O presidente do Banco Central Europeu disse esta segunda-feira em Lisboa que a globalização também trouxe consequências negativos para um grande grupo de pessoas e considerou que a maior fonte de desigualdade é o desemprego.

Num esforço de aproximação da instituição aos mais jovens e ao grande público, Mario Draghi esteve esta segunda-feira no salão nobre do Instituto Superior de Economia e Gestão (ISEG) para responder diretamente às perguntas dos alunos de economia das quatro principais faculdades de economia de Lisboa – e algumas questões que chegaram do estrangeiro via redes sociais -, na primeira edição da iniciativa ECB Youth Dialogue.

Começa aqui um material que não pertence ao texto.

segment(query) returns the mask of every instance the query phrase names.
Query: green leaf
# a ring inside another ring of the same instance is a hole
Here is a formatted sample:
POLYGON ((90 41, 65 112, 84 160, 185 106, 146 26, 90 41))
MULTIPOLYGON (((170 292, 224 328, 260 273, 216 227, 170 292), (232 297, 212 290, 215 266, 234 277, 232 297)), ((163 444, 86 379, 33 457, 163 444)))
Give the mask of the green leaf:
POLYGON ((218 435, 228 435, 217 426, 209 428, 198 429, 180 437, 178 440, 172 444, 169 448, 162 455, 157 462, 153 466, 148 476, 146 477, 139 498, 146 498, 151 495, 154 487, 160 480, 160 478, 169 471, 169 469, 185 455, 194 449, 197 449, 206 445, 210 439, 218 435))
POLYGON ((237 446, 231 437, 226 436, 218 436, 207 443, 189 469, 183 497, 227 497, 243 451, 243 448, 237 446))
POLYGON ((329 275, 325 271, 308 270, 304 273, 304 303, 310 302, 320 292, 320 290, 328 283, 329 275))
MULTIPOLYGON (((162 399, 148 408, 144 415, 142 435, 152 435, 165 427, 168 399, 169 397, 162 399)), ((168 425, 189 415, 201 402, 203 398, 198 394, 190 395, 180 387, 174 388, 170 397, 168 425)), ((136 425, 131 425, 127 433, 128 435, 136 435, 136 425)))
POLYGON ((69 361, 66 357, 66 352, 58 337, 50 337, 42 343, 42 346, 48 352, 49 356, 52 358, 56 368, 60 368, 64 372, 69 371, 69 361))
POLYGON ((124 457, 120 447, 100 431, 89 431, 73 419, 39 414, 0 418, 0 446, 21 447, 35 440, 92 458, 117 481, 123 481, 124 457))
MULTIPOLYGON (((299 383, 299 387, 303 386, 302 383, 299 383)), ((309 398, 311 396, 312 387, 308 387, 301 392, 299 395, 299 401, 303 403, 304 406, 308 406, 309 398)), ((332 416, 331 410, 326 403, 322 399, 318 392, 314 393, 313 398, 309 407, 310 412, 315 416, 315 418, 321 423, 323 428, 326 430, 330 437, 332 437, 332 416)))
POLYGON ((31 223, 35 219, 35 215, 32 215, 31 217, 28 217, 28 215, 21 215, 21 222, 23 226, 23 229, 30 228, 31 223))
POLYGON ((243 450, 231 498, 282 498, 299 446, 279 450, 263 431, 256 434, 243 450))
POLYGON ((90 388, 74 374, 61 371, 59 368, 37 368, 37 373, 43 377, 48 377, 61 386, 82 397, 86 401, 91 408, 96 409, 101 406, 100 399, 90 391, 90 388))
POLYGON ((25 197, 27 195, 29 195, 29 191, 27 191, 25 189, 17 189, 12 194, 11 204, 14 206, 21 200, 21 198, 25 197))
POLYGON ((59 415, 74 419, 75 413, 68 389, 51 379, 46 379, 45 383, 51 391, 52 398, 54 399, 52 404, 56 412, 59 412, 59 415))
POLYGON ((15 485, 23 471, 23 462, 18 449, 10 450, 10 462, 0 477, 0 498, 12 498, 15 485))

A sessão começou com um momento de silêncio pedido por Mario Draghi em honra das vítimas dos incêndios de Pedrogão Grande, e dedicado às famílias dos quais o presidente do BCE expressou o seu pesar.

Numa tentativa de manter o evento mais informal, Mario Draghi ainda brincou com os alunos dizendo que percebia que esta era uma altura complicada, uma vez que é época de exames, e a certa altura comentou que esperava que “tivessem coisas mais interessantes para falar com os amigos” do que falar sobre o BCE. “Agora vou manter minha palavra e calar-me. Estou a ouvir”.

Mas a primeira pergunta trouxe de volta o mais formal presidente do BCE, quando teve que defender perante uma aluna o porquê de ter avançado com o programa de quantitative easing (estímulos económicos) mais tarde do que a Reserva Federal.

As palavras de Draghi acabaram por fazer mais eco quando começou a falar da desigualdade. Mario Draghi reconheceu que a globalização, apesar de ter trazido muitas coisas boas e ter beneficiado uma parte da população, também gerou uma grande parte de “perdedores”, pessoas que foram afetadas negativamente pelo processo.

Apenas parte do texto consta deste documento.